Una settimana fa, prima che l’Ucraina orientale si infiammasse nuovamente, i capi della diplomazia russa, tedesca, francese e ucraina si erano riuniti a Berlino per chiedere una “cessazione delle ostilità” e il ritiro delle armi pesanti dalle zone di combattimento.

Il 21 gennaio i toni sembravano talmente incoraggianti da spingere il ministro degli esteri tedesco a parlare di “progressi concreti”. Il giorno dopo, però, i combattimenti sono ripresi a Lugansk e Donetsk, dove l’aeroporto è stato abbandonato dalle truppe ucraine. Sabato i separatisti filorussi hanno bombardato la città di Mariupol, fino ad allora risparmiata da una guerra (perché di guerra si tratta) che da aprile ha già fatto cinquemila morti.

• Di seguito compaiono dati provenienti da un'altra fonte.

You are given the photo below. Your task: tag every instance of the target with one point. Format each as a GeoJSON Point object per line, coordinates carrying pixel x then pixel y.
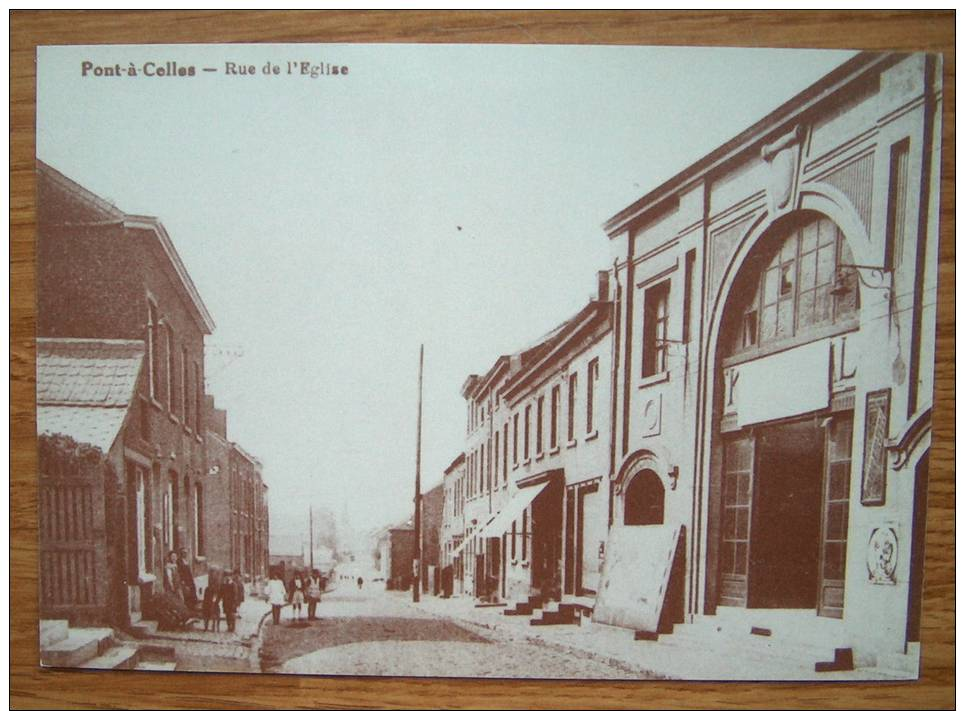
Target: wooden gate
{"type": "Point", "coordinates": [73, 582]}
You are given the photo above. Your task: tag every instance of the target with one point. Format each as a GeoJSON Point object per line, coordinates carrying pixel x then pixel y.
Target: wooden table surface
{"type": "Point", "coordinates": [32, 687]}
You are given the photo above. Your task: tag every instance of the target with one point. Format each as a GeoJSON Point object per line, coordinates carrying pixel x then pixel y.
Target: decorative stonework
{"type": "Point", "coordinates": [783, 157]}
{"type": "Point", "coordinates": [883, 556]}
{"type": "Point", "coordinates": [855, 180]}
{"type": "Point", "coordinates": [723, 245]}
{"type": "Point", "coordinates": [651, 416]}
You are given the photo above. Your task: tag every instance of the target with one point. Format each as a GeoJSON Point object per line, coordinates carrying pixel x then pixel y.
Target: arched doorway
{"type": "Point", "coordinates": [643, 500]}
{"type": "Point", "coordinates": [782, 437]}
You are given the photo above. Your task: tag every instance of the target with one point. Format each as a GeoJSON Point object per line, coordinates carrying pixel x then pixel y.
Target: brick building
{"type": "Point", "coordinates": [236, 506]}
{"type": "Point", "coordinates": [453, 524]}
{"type": "Point", "coordinates": [538, 450]}
{"type": "Point", "coordinates": [777, 314]}
{"type": "Point", "coordinates": [432, 514]}
{"type": "Point", "coordinates": [110, 286]}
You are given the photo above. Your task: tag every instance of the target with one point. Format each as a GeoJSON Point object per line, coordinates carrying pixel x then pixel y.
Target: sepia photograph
{"type": "Point", "coordinates": [485, 360]}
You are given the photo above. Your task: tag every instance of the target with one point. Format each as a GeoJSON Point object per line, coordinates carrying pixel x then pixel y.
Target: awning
{"type": "Point", "coordinates": [503, 521]}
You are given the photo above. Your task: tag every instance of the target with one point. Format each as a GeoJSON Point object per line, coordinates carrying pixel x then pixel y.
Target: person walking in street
{"type": "Point", "coordinates": [239, 592]}
{"type": "Point", "coordinates": [188, 592]}
{"type": "Point", "coordinates": [172, 578]}
{"type": "Point", "coordinates": [229, 601]}
{"type": "Point", "coordinates": [277, 597]}
{"type": "Point", "coordinates": [210, 605]}
{"type": "Point", "coordinates": [298, 596]}
{"type": "Point", "coordinates": [314, 593]}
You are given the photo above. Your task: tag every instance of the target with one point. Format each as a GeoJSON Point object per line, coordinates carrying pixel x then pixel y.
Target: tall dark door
{"type": "Point", "coordinates": [786, 517]}
{"type": "Point", "coordinates": [834, 517]}
{"type": "Point", "coordinates": [548, 541]}
{"type": "Point", "coordinates": [917, 551]}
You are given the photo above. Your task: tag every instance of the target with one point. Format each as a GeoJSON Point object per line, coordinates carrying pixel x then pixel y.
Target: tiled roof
{"type": "Point", "coordinates": [89, 372]}
{"type": "Point", "coordinates": [97, 426]}
{"type": "Point", "coordinates": [85, 387]}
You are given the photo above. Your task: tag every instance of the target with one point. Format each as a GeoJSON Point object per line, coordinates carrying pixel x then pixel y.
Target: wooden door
{"type": "Point", "coordinates": [73, 546]}
{"type": "Point", "coordinates": [834, 520]}
{"type": "Point", "coordinates": [738, 478]}
{"type": "Point", "coordinates": [569, 561]}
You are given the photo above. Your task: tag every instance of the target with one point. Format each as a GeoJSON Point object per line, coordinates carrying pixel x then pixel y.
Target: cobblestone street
{"type": "Point", "coordinates": [371, 632]}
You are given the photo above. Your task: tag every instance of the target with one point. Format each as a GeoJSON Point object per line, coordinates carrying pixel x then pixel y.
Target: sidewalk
{"type": "Point", "coordinates": [675, 656]}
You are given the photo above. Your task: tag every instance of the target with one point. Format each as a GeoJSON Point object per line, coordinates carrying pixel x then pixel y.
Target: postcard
{"type": "Point", "coordinates": [583, 362]}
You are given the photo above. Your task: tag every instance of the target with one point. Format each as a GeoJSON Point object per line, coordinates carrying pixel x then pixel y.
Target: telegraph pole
{"type": "Point", "coordinates": [417, 562]}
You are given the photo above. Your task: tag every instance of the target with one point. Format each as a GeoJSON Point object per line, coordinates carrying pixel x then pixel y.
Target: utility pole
{"type": "Point", "coordinates": [417, 563]}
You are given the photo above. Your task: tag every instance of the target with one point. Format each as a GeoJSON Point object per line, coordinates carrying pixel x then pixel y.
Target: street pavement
{"type": "Point", "coordinates": [372, 632]}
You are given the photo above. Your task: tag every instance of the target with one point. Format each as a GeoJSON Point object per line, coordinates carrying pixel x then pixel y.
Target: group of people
{"type": "Point", "coordinates": [303, 589]}
{"type": "Point", "coordinates": [224, 593]}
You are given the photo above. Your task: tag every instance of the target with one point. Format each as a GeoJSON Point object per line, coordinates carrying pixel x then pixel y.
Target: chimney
{"type": "Point", "coordinates": [602, 285]}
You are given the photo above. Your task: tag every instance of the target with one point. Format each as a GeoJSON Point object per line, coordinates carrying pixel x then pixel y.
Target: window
{"type": "Point", "coordinates": [154, 373]}
{"type": "Point", "coordinates": [198, 398]}
{"type": "Point", "coordinates": [505, 452]}
{"type": "Point", "coordinates": [555, 417]}
{"type": "Point", "coordinates": [655, 319]}
{"type": "Point", "coordinates": [797, 286]}
{"type": "Point", "coordinates": [143, 526]}
{"type": "Point", "coordinates": [539, 425]}
{"type": "Point", "coordinates": [516, 438]}
{"type": "Point", "coordinates": [571, 409]}
{"type": "Point", "coordinates": [897, 201]}
{"type": "Point", "coordinates": [185, 412]}
{"type": "Point", "coordinates": [689, 260]}
{"type": "Point", "coordinates": [167, 509]}
{"type": "Point", "coordinates": [592, 374]}
{"type": "Point", "coordinates": [643, 500]}
{"type": "Point", "coordinates": [525, 529]}
{"type": "Point", "coordinates": [169, 333]}
{"type": "Point", "coordinates": [526, 433]}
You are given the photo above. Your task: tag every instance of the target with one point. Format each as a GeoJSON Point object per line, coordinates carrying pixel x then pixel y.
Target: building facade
{"type": "Point", "coordinates": [535, 503]}
{"type": "Point", "coordinates": [120, 377]}
{"type": "Point", "coordinates": [105, 275]}
{"type": "Point", "coordinates": [453, 524]}
{"type": "Point", "coordinates": [236, 506]}
{"type": "Point", "coordinates": [774, 369]}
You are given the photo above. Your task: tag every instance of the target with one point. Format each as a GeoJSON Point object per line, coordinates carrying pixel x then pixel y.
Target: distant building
{"type": "Point", "coordinates": [395, 554]}
{"type": "Point", "coordinates": [236, 505]}
{"type": "Point", "coordinates": [534, 504]}
{"type": "Point", "coordinates": [432, 515]}
{"type": "Point", "coordinates": [453, 525]}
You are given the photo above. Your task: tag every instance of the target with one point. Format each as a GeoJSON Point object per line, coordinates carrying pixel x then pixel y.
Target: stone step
{"type": "Point", "coordinates": [122, 656]}
{"type": "Point", "coordinates": [767, 649]}
{"type": "Point", "coordinates": [81, 645]}
{"type": "Point", "coordinates": [53, 631]}
{"type": "Point", "coordinates": [143, 629]}
{"type": "Point", "coordinates": [156, 666]}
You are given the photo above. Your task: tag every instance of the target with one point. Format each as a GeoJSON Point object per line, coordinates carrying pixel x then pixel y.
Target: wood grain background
{"type": "Point", "coordinates": [32, 687]}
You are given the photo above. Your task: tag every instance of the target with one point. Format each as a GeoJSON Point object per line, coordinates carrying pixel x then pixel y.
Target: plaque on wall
{"type": "Point", "coordinates": [874, 471]}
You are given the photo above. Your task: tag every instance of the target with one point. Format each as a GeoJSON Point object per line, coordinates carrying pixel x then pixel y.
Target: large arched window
{"type": "Point", "coordinates": [643, 500]}
{"type": "Point", "coordinates": [793, 285]}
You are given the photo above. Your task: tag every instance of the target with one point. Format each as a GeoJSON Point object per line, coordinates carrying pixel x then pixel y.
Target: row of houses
{"type": "Point", "coordinates": [734, 432]}
{"type": "Point", "coordinates": [134, 456]}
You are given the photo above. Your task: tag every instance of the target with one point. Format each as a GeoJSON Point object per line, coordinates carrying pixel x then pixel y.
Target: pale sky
{"type": "Point", "coordinates": [319, 218]}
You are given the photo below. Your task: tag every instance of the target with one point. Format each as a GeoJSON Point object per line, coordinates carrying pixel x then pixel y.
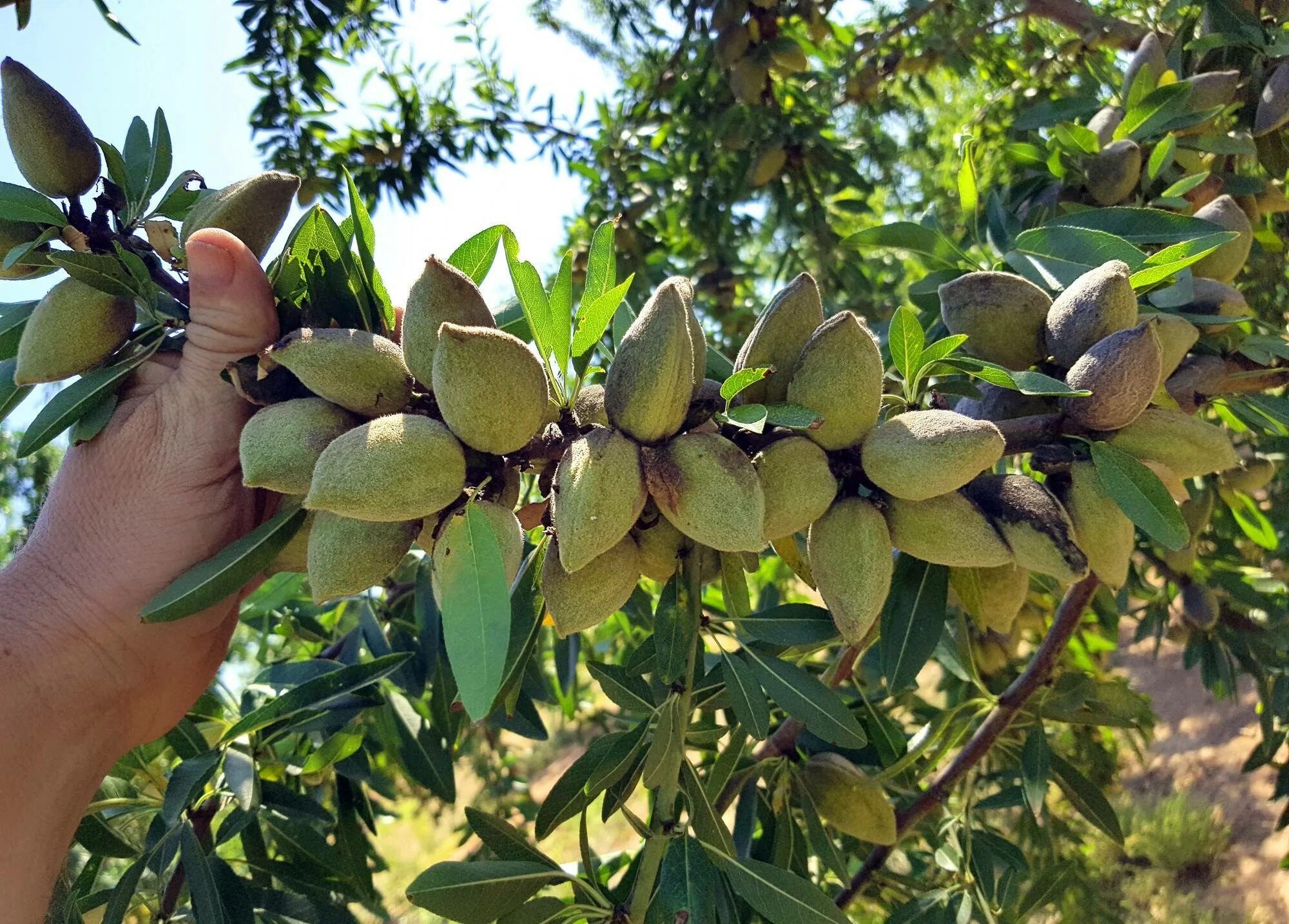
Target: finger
{"type": "Point", "coordinates": [231, 310]}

La caduta di Mariupol permetterebbe ai separatisti, e di conseguenza alla Russia, di creare lungo la costa del mare di Azov una continuità territoriale tra le regioni orientali controllate dai ribelli e la Crimea annessa da Mosca. Siamo pericolosamente vicini a un’escalation del conflitto. Vladimir Putin ha definito l’esercito ucraino una “legione straniera al servizio della Nato”, mentre Barack Obama ha promesso di “aumentare la pressione” sulla Russia, che giovedì potrebbe essere colpita da nuove sanzioni dell’Unione europea.

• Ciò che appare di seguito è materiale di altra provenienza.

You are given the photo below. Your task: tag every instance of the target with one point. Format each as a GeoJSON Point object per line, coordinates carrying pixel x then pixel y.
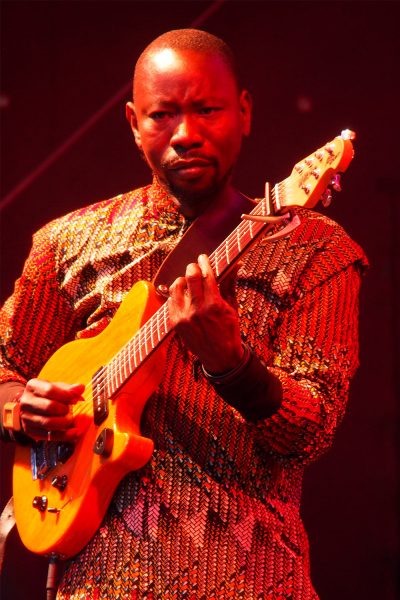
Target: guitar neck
{"type": "Point", "coordinates": [157, 328]}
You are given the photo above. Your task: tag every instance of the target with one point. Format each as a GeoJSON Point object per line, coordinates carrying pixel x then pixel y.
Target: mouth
{"type": "Point", "coordinates": [190, 168]}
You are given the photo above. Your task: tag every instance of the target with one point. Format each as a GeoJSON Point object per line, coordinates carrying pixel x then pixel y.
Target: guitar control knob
{"type": "Point", "coordinates": [335, 183]}
{"type": "Point", "coordinates": [163, 290]}
{"type": "Point", "coordinates": [60, 482]}
{"type": "Point", "coordinates": [326, 198]}
{"type": "Point", "coordinates": [40, 503]}
{"type": "Point", "coordinates": [104, 443]}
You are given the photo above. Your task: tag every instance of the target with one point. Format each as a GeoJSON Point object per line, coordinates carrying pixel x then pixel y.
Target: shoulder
{"type": "Point", "coordinates": [107, 211]}
{"type": "Point", "coordinates": [327, 246]}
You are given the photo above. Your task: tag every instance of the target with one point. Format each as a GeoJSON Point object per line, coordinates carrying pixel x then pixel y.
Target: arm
{"type": "Point", "coordinates": [34, 322]}
{"type": "Point", "coordinates": [210, 328]}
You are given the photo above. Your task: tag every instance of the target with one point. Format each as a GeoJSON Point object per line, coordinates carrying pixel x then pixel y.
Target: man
{"type": "Point", "coordinates": [253, 388]}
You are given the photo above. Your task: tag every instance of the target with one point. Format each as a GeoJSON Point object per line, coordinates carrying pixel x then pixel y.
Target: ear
{"type": "Point", "coordinates": [132, 120]}
{"type": "Point", "coordinates": [246, 106]}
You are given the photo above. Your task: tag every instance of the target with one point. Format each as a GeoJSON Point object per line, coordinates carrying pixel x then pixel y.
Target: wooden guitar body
{"type": "Point", "coordinates": [91, 477]}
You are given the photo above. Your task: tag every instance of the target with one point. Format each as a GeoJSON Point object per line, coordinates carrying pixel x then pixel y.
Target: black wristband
{"type": "Point", "coordinates": [250, 388]}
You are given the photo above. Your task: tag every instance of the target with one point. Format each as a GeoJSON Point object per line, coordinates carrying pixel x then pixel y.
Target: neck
{"type": "Point", "coordinates": [214, 204]}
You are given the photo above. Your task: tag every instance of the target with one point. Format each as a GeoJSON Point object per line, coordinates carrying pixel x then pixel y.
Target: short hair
{"type": "Point", "coordinates": [191, 39]}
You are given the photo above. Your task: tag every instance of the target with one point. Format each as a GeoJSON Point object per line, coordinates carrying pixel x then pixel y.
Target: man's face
{"type": "Point", "coordinates": [188, 120]}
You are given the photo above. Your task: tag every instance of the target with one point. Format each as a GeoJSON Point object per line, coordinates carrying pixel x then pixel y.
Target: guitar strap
{"type": "Point", "coordinates": [203, 236]}
{"type": "Point", "coordinates": [7, 522]}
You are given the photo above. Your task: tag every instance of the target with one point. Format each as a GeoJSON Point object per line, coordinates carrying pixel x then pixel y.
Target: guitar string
{"type": "Point", "coordinates": [145, 334]}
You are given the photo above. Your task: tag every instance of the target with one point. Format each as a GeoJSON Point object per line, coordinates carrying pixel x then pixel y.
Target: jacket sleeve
{"type": "Point", "coordinates": [37, 319]}
{"type": "Point", "coordinates": [315, 355]}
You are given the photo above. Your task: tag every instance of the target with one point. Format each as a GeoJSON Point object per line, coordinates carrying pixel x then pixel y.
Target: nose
{"type": "Point", "coordinates": [186, 134]}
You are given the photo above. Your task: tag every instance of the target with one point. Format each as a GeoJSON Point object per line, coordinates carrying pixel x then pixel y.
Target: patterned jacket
{"type": "Point", "coordinates": [215, 512]}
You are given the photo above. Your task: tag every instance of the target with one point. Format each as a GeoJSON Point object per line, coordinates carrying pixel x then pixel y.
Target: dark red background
{"type": "Point", "coordinates": [314, 68]}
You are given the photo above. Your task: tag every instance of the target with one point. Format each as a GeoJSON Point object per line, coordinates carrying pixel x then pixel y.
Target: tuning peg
{"type": "Point", "coordinates": [348, 134]}
{"type": "Point", "coordinates": [326, 197]}
{"type": "Point", "coordinates": [336, 184]}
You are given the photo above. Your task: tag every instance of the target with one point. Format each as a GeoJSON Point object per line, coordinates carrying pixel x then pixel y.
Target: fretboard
{"type": "Point", "coordinates": [155, 330]}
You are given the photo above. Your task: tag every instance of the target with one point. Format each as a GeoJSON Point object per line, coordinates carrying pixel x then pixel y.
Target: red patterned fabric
{"type": "Point", "coordinates": [215, 513]}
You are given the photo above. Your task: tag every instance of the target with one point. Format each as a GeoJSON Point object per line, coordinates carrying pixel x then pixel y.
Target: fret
{"type": "Point", "coordinates": [238, 239]}
{"type": "Point", "coordinates": [125, 363]}
{"type": "Point", "coordinates": [227, 251]}
{"type": "Point", "coordinates": [217, 272]}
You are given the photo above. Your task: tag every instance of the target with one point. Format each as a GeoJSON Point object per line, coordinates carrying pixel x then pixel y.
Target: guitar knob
{"type": "Point", "coordinates": [348, 134]}
{"type": "Point", "coordinates": [326, 198]}
{"type": "Point", "coordinates": [104, 443]}
{"type": "Point", "coordinates": [336, 184]}
{"type": "Point", "coordinates": [40, 503]}
{"type": "Point", "coordinates": [60, 482]}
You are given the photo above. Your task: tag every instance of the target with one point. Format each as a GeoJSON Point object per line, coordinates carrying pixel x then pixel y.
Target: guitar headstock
{"type": "Point", "coordinates": [311, 177]}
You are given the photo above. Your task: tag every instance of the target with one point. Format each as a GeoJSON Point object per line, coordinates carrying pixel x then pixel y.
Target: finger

È in moto un meccanismo perverso che penalizzerà inevitabilmente tutte le parti coinvolte. L’Ucraina, allo stremo dal punto di vista economico e militarmente incapace di resistere all’esercito russo, sprofonda sempre di più in un caos da cui nessun aiuto economico potrà tirarla fuori. La situazione della Russia è ancora più grave. Venerdì scorso il vicepremier Igor Shuvalov ha dichiarato che il paese deve affrontare una “crisi più duratura e più difficile di quella del 2008-2009”, quando il crollo di Wall street aveva provocato un calo del 7,9 per cento del prodotto interno lordo russo. Tra il crollo del prezzo del petrolio, le sanzioni già in atto e una fuga di capitali sempre più massiccia, la Russia avanza verso la catastrofe. Gli europei, dal canto loro, non avrebbero nulla da guadagnare dalla chiusura del mercato russo, su cui hanno grossi interessi (Germania e Francia su tutti).

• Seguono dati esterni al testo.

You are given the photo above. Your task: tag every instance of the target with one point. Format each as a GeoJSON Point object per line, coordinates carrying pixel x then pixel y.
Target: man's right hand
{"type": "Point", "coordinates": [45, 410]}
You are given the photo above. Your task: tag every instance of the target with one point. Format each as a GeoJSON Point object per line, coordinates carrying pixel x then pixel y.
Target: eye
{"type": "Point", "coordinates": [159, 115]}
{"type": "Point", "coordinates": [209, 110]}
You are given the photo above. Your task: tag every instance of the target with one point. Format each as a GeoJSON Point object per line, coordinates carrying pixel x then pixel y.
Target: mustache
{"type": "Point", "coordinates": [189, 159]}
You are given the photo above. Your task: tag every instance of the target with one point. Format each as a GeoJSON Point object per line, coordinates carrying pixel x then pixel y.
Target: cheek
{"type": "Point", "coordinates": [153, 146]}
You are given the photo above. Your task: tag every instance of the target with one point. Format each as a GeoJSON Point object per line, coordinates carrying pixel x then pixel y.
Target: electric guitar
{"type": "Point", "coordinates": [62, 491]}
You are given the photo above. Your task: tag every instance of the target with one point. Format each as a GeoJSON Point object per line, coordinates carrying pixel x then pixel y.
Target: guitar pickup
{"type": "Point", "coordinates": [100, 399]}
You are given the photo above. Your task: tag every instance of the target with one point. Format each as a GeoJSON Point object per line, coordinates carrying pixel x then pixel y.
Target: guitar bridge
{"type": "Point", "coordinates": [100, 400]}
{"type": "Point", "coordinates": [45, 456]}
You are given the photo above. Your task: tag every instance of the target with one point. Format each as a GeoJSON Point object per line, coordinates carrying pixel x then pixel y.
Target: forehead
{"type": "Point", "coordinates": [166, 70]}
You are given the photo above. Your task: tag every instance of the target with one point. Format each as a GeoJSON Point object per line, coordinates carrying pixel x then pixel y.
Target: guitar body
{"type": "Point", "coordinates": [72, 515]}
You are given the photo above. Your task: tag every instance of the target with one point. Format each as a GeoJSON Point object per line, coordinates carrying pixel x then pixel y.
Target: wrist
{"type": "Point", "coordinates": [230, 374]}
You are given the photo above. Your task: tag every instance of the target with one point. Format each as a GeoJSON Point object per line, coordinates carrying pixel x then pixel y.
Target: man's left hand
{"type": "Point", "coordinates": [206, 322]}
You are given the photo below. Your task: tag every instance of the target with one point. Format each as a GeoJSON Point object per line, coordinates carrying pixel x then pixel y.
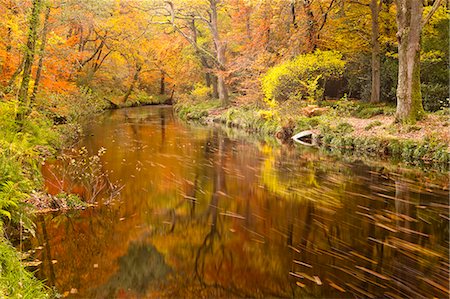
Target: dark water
{"type": "Point", "coordinates": [203, 214]}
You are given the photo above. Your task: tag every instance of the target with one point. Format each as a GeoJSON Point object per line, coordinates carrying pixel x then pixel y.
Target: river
{"type": "Point", "coordinates": [208, 212]}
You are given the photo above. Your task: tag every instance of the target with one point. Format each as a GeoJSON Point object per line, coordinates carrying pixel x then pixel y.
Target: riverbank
{"type": "Point", "coordinates": [48, 133]}
{"type": "Point", "coordinates": [344, 126]}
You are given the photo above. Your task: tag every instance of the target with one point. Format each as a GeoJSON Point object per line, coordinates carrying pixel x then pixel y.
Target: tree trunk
{"type": "Point", "coordinates": [41, 54]}
{"type": "Point", "coordinates": [215, 90]}
{"type": "Point", "coordinates": [29, 58]}
{"type": "Point", "coordinates": [133, 83]}
{"type": "Point", "coordinates": [220, 52]}
{"type": "Point", "coordinates": [409, 98]}
{"type": "Point", "coordinates": [311, 27]}
{"type": "Point", "coordinates": [162, 87]}
{"type": "Point", "coordinates": [375, 7]}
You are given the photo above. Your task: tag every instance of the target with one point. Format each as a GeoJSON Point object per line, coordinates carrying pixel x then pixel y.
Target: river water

Bisogna fermare questo ingranaggio prima che sia troppo tardi. François Hollande e Angela Merkel ci stanno provando, ma l’impresa appare disperata. L’Ucraina non è incline a fare concessioni, perché non può continuare a farsi smembrare senza reagire. Vladimir Putin non può fare un passo indietro prima di aver ottenuto concessioni chiare da esibire davanti a una popolazione il cui sostegno non durerà in eterno. Quanto agli europei, non possono impegnarsi a chiudere le porte della Nato all’Ucraina forzandone la trasformazione in uno stato federale fino a quando il Cremlino continuerà ad armare e finanziare i separatisti.

La situazione è palesemente bloccata, e solo una proposta di compromesso globale, magari su iniziativa proprio di Francia e Germania, potrebbe frenare la corsa verso l’abisso.